冷落把心兒攬在懷裡,兩個人相依著取暖。人心都是肉長,再堅強無畏的人也會有脆弱的時候,尤其在這漫無邊際的黑暗和陰冷透骨的冰雨侵襲下,絕望之心猶如一隻難以抗拒的惡魔之手,狠狠地攥住了這兩個在此被困了兩個多月、已瀕臨崩潰之人的虛軟的神經。
冷落收緊了胳膊,可這無法給懷裡被凍得不住哆嗦的心兒帶給更多的暖意,他把心兒冰涼的小手握住,而後揣進他領口的衣襟里,讓她緊緊地貼住他的肌膚。
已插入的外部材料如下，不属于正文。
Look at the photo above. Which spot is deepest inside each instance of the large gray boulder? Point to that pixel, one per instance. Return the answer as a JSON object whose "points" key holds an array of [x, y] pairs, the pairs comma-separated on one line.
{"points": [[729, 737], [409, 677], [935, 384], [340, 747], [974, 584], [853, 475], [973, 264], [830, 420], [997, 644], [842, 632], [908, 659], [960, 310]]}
心兒感受到他那強有力的心臟在她的掌心下跳動,那一瞬間忽然任何隔閡都不再有,在這無盡且無望的世界裡,只有她和他兩個人,沒有私心,沒有雜念,沒有恩怨,沒有過往,就這麼相互依賴相互支撐,給予彼此活下去的力量和勇氣。
由於下雨不能生火,就連飯也做不成了,心兒想去采些可以直接入腹的野菜或是什麼的來吃,冷落卻不許她一個人去,眼下四周一片漆黑,火把也點不了,以心兒的目力根本看不到任何東西,況且又下著雨,連把傘都沒有,這麼一淋不傷風才怪。
冷落強令心兒在草屋裡待著不許出去半步,他則冒著雨一頭扎進了黑暗裡去尋食物。回來的時候身上早就淋了個透,甚至還結上了冰,心兒忙忙地幫他把衣服脫了,遞過巾子讓他擦身上的冰水。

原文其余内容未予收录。